Really, something similar is required for Flow, and the tests themselves should be written in Flow.

So, I thought about this for a bit, and realised this: Apex already has all the good stuff for tests, and we can invoke Flow from Apex, so we could write our tests in Flow and automatically generate simple Apex Test classes that simply run the given Flow, e.g.:

This would allow our Flow tests to run alongside Apex tests, but be created entirely inside Flow. All we need is some convention such as adding @IsTest to the Description of the Flow, then an Apex class can use the Tooling API to generate test classes for every test Flow. This is left as an exercise for the reader (and hopefully an exercise for Salesforce themselves, if they’re listening).

But how do you write a test in Flow?

Assertions are simple – we can just create some invocable Apex actions for Assert Equals, Assert True, Assert Not Equals, and so on, e.g.:

Creating test data is not so simple. Any moderately advanced Apex codebase will have some sort of factory for creating test data. This centralises the knowledge about what constitutes a valid record. So, if a new required field is added, modifying the factory fixes all the tests. It also helps to keep each test concise by shortening the setup code. Many test factories automatically create the records that the requested record depends on, e.g. if you create a test Opportunity Line Item, a good factory will automatically create an Opportunity without being asked. Any solution for Flow tests has to offer some sort of test data factory, or it’s never going to get beyond being a toy.
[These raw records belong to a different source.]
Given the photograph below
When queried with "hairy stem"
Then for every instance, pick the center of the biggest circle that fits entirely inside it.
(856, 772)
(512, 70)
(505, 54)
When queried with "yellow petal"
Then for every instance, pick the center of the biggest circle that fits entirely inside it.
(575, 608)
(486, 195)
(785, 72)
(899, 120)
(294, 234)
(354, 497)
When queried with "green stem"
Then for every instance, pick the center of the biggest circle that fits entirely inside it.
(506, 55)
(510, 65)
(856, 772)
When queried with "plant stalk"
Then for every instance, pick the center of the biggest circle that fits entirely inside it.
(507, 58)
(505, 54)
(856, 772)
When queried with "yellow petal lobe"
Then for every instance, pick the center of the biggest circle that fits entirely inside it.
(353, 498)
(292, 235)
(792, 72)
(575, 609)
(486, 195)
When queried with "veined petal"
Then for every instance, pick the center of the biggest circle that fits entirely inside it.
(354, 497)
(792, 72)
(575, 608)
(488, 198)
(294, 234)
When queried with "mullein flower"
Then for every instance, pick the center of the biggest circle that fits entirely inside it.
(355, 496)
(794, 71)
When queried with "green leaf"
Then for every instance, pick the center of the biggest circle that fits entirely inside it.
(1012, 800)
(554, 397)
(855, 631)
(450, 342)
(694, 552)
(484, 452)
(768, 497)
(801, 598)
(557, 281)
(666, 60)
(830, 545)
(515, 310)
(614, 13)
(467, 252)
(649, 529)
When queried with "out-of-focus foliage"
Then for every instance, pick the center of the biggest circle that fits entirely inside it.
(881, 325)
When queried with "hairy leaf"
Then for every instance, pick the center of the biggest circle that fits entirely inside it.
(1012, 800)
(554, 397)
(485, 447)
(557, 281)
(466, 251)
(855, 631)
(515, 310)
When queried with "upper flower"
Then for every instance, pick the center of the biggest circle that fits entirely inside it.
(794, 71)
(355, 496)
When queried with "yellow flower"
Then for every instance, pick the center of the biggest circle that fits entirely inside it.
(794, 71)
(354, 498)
So, Flow needs a Flapex action to generate test data which hooks into an Apex test data factory. Since Apex doesn’t allow reflection, that data factory cannot have a collection of methods like getContact(), getAccount() and so on because we can’t dynamically call them based on parameters coming from Flow. Fortunately, the test factory from our Nebula Core library uses custom metadata and dependency injection to create records. This fits perfectly with the requirements for Flow. The required invocable actions look like this:

Variant here is a concept from our test factory. You can define templates for multiple variants of the same record type. So, we might have Account variants for Customer, Supplier, and more. The custom metadata then specifies that each has a different record type, and maybe different fields filled in. From Flow, you can get all that detail just by requesting the right variant.

Note that we treat the input of specifications as if there is only one item in the list. The test Flow will only be run from Apex, so it won’t be bulkified, making this a legitimate choice.

With these pieces, we can write some test Flows. First, we test the case of inserting a Contact against an Account. The Flow just creates an instance of each by calling the Apex Actions. The record triggered-flow will then have run as the Contact was inserted. So we can query back the Account to check the results. A final Apex Action asserts that Newest_Contact__c is correct.

OK, but how about a real test?

That test was simple. Can we really write proper tests in Flow? This time, the test is to add 2 Contacts to a single Account and make sure that one of them is the Newest_Contact__c. This makes the assertion tricky. We want to assert that either of them could be the right one. And in Flow, the only way I could come up with was to do a loop over the 2 Contacts, recording in a Boolean flag whether or not one of them was the Newest_Contact__c. (Note – it looks a bit different to the others because it’s using Winter 21’s auto-layout feature to do a nice job):

So, we can do a lot with testing in Flow. And, perhaps if you cannot write a good test for it in Flow, this might be a hint that it’s time to move the whole thing to Apex anyway.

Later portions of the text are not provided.